Irresigna-se a Municipalidade contra r. sentença sustentando, em


preliminar, a nulidade do laudo pericial por não ter sido considerada a
desvalorização de área de preservação permanente (APP), existente no
imóvel, em sua avaliação, requerendo a conversão do julgamento em
diligência para que a Perita Judicial apure o valor indenizatório, considerando
a área de APP e a ocorrência de prescrição pois a ocupação do Município se
deu em junho de 2006 e a ação foi distribuída apenas em julho de 2016,
decorrido, assim, o prazo de 10 anos para o ajuizamento destas ações.

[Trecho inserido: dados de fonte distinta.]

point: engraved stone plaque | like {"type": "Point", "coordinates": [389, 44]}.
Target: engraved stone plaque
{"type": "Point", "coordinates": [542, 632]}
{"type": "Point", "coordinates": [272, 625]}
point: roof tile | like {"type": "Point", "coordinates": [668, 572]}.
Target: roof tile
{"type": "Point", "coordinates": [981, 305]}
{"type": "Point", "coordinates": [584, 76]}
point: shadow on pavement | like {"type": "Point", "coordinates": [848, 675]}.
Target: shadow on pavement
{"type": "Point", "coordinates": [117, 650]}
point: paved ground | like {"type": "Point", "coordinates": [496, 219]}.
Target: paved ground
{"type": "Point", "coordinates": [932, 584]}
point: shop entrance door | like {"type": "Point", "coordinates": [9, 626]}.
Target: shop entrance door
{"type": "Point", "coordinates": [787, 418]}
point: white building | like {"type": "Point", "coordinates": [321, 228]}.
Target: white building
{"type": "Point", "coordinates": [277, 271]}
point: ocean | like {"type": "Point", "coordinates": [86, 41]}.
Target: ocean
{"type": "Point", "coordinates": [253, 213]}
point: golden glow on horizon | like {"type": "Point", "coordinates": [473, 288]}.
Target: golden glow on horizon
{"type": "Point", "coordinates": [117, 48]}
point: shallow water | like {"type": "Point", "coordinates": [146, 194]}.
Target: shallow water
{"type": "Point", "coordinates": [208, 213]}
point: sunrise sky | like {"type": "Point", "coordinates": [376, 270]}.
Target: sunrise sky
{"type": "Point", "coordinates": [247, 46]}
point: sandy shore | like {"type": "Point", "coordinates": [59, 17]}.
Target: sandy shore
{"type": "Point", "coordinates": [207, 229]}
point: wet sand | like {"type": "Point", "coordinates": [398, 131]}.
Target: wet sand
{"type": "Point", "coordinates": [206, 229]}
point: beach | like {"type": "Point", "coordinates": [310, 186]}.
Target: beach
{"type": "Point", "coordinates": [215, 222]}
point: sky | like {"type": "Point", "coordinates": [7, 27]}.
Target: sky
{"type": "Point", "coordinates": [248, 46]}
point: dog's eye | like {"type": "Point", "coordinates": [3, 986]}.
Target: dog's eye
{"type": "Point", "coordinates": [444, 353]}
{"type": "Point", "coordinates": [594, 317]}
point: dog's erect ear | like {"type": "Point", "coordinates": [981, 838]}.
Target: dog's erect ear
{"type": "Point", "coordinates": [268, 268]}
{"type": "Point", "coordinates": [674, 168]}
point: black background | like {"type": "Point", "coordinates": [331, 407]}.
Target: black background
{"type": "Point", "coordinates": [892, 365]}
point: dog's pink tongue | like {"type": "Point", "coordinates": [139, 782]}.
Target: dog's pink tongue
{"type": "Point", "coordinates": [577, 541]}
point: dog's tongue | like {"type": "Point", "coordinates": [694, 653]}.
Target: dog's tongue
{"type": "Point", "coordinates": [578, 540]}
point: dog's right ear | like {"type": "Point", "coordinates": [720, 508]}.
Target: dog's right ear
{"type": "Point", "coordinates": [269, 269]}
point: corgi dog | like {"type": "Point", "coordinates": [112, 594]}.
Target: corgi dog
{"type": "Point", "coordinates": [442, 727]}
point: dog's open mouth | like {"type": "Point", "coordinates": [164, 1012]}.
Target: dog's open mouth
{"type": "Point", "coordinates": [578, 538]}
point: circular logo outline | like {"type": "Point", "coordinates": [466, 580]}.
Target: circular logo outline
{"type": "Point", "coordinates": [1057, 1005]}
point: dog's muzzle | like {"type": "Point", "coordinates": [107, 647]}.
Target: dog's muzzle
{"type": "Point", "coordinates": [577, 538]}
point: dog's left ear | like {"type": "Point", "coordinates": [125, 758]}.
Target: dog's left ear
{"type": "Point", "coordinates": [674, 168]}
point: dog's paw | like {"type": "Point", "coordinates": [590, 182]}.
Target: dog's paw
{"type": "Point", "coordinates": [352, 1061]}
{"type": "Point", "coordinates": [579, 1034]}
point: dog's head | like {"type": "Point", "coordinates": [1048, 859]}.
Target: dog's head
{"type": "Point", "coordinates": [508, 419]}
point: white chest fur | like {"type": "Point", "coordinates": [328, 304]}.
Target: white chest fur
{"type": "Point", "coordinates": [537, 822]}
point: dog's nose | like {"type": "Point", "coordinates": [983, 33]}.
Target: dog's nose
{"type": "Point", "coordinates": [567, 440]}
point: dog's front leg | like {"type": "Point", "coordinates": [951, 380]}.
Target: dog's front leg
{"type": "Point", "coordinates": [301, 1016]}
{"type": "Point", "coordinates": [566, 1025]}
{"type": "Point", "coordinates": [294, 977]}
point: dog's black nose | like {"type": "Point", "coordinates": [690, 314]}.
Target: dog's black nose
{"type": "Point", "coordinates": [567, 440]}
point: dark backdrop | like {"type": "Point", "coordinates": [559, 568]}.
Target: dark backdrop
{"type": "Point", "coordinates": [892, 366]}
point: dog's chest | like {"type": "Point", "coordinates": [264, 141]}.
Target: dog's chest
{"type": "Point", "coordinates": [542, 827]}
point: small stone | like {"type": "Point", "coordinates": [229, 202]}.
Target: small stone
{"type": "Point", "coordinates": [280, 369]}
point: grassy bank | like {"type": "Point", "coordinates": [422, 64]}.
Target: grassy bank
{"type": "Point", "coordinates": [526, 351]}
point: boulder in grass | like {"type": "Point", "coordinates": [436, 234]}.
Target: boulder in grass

No mérito, insurge-se contra o valor fixado para a indenização,


fazendo críticas ao laudo do perito adotado pelo nobre julgador o laudo pelas
seguintes razões: i.) grau de fundamentação incorreto; ii.) conjunto da
pesquisa imobiliária com informações incompletas; iii.) aparente incoerência
nas variáveis de localização; iv.) ausência do fator de fonte; v.) não foi
considerada desvalorização resultante de restrição ambiental.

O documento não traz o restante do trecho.